Number of non-redundant proteins.
Identification of protein domains and new domain models
The identification of TFs and TRs and their classification into families exploits the presence of protein domains and their combination within proteins (4). To generate the current release of PlnTFDB, domains were identified using the Pfam protein families database v23.0 (21) and the software package HMMER v2.3.2 (http://hmmer.janelia.org/). Domain hits with a score higher than or equal to the gathering cut-off (–cut_ga) defined for each hidden Markov model (HMM) were kept for further analyses.
For some families, there is no domain represented in the Pfam database; in such cases we developed profile HMMs based on sequence alignments of the respective domains. For the current version of PlnTFDB, we established HMMs for the characteristic domains of the families NOZZLE and VARL. An HMM for the NOZZLE family is available in the Pfam database; however, this model only recovers members from the Brassicaceae family (e.g. Arabidopsis sp.). Hence we used the Arabidopsis thaliana sequences to perform a PSI-BLAST search against the non-redundant protein database at NCBI (http://www.ncbi.nlm.nih.gov/). This allowed us building a multiple sequence alignment and HMM of NOZZLE proteins from several angiosperms, i.e. A. thaliana, Brassica juncea, Medicago truncatula and Vitis vinifera.
The HMM for the VARL family was built by using the alignment reported in Duncan et al. (22), with sequences from Chlamydomonas reinhardtii and Volvox carteri. The alignments used to create the new HMMs are available through the database web interface.
After building these HMMs, a score threshold had to be defined, beyond which the hits are considered significant. To this end, we run an HMM search with the newly created models using a very permissive preliminary threshold (e-value ≤ 10). Subsequently, the known members of the family were localized within the list of hits, which allowed us identifying putative true positives (TPs) and putative true negatives (TNs), thus defining the score threshold as the average between the minimum score obtained by a TP and the maximum score obtained by a TN. This procedure is illustrated in Figure 1.

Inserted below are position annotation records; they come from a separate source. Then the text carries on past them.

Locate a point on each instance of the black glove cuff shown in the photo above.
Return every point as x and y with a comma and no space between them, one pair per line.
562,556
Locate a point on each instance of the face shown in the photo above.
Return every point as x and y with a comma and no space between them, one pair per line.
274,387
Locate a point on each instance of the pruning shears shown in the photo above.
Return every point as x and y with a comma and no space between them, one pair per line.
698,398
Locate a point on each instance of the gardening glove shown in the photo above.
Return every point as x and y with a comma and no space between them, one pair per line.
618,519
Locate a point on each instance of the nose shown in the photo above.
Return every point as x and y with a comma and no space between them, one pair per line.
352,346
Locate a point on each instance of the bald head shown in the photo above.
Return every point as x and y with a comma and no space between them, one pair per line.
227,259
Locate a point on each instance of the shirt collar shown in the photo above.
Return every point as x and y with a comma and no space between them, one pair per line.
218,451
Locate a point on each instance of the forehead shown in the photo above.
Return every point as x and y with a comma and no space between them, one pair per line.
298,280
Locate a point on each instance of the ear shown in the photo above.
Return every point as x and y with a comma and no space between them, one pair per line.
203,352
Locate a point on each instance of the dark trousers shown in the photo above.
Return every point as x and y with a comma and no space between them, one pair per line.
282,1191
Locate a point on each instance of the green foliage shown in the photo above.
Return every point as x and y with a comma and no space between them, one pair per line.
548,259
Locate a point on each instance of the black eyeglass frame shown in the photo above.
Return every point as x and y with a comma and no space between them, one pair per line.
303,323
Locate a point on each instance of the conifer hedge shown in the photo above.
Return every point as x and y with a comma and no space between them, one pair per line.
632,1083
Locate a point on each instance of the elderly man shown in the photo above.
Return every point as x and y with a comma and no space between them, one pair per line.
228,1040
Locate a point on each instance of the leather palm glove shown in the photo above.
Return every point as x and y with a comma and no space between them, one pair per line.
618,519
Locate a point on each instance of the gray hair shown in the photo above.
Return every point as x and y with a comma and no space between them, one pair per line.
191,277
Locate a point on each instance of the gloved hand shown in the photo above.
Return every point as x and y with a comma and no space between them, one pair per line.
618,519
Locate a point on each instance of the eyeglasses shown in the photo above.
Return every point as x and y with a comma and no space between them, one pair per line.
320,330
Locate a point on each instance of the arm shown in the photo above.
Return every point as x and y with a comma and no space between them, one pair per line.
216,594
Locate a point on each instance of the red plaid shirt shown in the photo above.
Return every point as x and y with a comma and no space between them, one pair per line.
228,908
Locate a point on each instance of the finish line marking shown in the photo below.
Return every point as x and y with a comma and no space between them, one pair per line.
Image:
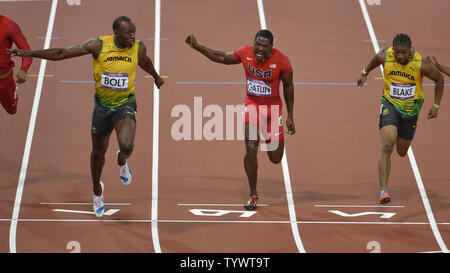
76,204
220,205
221,221
108,213
356,206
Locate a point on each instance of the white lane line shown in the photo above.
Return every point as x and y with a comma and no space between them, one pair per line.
219,205
356,206
107,213
154,211
411,157
82,204
284,164
31,126
221,221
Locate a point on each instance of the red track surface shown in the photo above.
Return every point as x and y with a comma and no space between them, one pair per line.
332,159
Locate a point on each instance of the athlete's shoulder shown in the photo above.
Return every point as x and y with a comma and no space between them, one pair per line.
279,56
245,50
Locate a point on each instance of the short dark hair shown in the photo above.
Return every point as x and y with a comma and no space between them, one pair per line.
401,39
119,20
265,33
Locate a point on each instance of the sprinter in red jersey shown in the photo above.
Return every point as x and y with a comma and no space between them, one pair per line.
10,33
264,67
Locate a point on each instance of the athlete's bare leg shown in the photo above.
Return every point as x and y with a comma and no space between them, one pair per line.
403,146
250,159
126,130
388,136
275,151
99,147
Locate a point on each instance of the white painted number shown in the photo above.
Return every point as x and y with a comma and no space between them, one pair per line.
374,246
74,246
384,215
215,212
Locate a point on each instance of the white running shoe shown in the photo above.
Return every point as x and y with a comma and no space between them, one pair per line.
99,204
124,172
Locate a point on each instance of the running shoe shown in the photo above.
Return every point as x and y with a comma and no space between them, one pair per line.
384,197
252,202
124,172
99,204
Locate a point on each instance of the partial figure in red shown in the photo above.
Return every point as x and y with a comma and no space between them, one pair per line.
264,67
10,33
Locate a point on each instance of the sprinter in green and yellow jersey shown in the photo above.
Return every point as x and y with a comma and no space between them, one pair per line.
115,59
401,101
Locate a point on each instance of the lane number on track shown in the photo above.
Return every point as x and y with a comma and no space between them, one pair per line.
218,213
74,246
384,215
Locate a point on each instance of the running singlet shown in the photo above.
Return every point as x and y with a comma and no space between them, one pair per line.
263,80
403,83
114,73
10,33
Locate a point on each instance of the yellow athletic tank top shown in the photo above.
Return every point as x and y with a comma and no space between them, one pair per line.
403,83
114,73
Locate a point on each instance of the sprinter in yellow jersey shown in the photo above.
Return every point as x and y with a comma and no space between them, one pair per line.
402,99
115,60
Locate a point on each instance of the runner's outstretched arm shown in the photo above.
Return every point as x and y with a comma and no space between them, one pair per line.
16,35
430,71
288,91
376,61
92,46
213,55
147,65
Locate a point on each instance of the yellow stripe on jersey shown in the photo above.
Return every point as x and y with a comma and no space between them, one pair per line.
115,72
403,83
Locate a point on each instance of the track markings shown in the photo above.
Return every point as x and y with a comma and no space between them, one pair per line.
107,213
155,155
82,204
95,219
284,165
356,206
384,215
218,213
29,140
219,205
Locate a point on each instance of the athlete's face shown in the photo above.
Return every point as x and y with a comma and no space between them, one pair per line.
263,48
402,53
125,36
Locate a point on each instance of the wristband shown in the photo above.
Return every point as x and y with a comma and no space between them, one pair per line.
364,72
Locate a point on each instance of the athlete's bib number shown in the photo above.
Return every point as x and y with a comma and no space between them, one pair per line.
258,88
403,91
115,81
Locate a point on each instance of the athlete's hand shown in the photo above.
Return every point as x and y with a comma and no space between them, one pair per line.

Selecting the significance score threshold in newly created profile HMMs. The graphic shows the scores obtained for proteins in the V. carteri proteome when searched with the VARL HMM with an e-value cut-off of 10. Known members of the family in this species (TPs) are highlighted in green. The putative TN with the highest score is indicated by a purple arrow. The TP with the minimum score is highlighted by a green arrow. The significance score threshold (black line) is computed as the average between the minimum score for TPs (green line) and the maximum score for TNs (purple line). For this family, the selected threshold is −4.25 bits.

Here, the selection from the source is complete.